All metrics should include confidence intervals:

Bootstrap Method:

def demographic_parity_with_ci(predictions, sensitive_attr, opts \\ []) do
  result = demographic_parity(predictions, sensitive_attr, opts)

  # Bootstrap CI
  bootstrap_samples = Keyword.get(opts, :bootstrap_samples, 1000)
  ci_level = Keyword.get(opts, :confidence_level, 0.95)

  bootstrap_disparities = bootstrap(predictions, sensitive_attr, bootstrap_samples, fn p, s ->
    demographic_parity(p, s).disparity
  end)

  ci = percentile_ci(bootstrap_disparities, ci_level)

  Map.put(result, :confidence_interval, ci)
end

References

  1. Hardt, M., Price, E., & Srebro, N. (2016).
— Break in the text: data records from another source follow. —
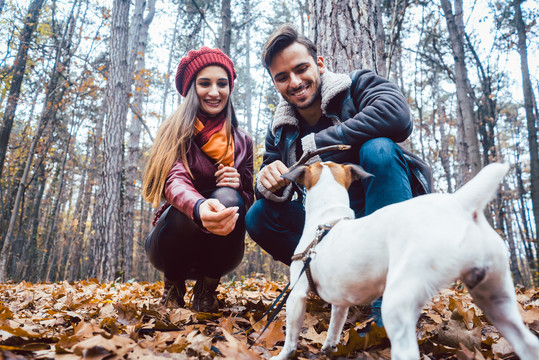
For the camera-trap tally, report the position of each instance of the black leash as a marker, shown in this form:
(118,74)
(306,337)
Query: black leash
(278,307)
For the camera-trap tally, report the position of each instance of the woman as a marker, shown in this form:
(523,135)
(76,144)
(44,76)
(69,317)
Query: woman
(201,164)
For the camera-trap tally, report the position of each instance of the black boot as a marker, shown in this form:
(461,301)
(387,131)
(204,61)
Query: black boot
(173,294)
(205,295)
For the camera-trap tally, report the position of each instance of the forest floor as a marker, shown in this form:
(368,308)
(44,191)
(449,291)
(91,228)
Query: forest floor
(88,319)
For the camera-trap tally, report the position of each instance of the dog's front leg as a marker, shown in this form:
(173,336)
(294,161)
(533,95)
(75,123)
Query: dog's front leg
(338,317)
(295,314)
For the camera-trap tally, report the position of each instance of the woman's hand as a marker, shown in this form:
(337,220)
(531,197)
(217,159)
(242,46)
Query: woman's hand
(216,218)
(227,176)
(270,176)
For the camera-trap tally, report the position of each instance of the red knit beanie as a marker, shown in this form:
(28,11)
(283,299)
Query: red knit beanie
(196,60)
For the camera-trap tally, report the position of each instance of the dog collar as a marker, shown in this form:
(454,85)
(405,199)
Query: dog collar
(307,255)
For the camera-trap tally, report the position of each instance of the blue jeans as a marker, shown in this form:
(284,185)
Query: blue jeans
(277,227)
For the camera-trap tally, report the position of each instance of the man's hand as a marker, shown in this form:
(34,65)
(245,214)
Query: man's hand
(227,176)
(216,218)
(271,178)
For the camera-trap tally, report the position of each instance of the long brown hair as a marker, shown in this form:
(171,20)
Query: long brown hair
(173,141)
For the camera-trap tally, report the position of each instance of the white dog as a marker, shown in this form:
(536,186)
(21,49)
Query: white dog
(406,252)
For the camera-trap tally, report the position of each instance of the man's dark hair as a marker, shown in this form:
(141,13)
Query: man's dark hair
(282,38)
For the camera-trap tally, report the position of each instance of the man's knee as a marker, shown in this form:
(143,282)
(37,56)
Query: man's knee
(228,197)
(379,153)
(254,222)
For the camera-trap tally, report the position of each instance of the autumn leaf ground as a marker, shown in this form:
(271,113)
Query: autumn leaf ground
(88,319)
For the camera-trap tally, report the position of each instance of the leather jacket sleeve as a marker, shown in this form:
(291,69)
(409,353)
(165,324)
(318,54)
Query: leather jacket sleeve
(271,154)
(246,169)
(180,191)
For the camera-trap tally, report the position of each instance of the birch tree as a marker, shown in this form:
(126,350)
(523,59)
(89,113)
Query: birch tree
(531,115)
(470,160)
(348,34)
(19,66)
(139,42)
(107,223)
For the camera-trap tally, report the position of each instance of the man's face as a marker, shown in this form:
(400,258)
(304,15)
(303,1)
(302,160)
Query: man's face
(296,76)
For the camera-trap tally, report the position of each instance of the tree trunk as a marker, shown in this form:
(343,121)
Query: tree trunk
(54,94)
(169,66)
(107,227)
(19,66)
(469,140)
(248,80)
(531,117)
(30,252)
(347,34)
(444,148)
(226,27)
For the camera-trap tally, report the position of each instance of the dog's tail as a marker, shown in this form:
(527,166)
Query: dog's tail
(482,188)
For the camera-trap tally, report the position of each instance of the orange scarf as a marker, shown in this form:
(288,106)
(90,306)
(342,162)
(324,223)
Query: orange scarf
(211,138)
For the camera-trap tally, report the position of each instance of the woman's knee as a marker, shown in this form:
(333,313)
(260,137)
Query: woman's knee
(229,197)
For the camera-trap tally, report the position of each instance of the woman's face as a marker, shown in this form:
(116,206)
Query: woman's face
(212,89)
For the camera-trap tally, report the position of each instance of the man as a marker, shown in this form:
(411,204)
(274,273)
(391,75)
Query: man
(320,108)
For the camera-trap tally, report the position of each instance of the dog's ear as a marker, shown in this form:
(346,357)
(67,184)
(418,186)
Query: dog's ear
(356,172)
(296,175)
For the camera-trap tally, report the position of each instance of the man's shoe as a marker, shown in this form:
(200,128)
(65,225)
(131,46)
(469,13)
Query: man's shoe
(173,294)
(205,295)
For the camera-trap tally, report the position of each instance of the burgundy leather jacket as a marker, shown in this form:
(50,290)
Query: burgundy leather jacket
(183,191)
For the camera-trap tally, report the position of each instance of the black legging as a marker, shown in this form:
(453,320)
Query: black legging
(180,249)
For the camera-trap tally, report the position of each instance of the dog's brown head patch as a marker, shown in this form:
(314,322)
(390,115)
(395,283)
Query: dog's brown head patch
(308,176)
(346,174)
(341,173)
(312,175)
(305,175)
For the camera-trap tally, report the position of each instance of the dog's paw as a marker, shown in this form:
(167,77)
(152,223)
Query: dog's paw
(329,348)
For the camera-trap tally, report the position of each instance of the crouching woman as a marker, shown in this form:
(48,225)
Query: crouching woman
(201,165)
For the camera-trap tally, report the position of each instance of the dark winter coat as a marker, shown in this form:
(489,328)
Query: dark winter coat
(361,106)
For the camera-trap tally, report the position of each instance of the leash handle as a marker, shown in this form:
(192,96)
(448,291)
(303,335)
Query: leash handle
(311,153)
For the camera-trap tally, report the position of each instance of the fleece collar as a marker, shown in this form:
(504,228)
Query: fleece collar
(332,84)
Equality of opportunity in supervised learning. NeurIPS.
  2. Chouldechova, A. (2017). Fair prediction with disparate impact. Big Data, 5(2), 153-163.
  3. Kleinberg, J., Mullainathan, S., & Raghavan, M. (2016). Inherent trade-offs in the fair determination of risk scores. ITCS.
  4. Dwork, C., Hardt, M., Pitassi, T., Reingold, O., & Zemel, R. (2012). Fairness through awareness. ITCS.
  5. Kusner, M. J., Loftus, J., Russell, C., & Silva, R. (2017). Counterfactual fairness. NeurIPS.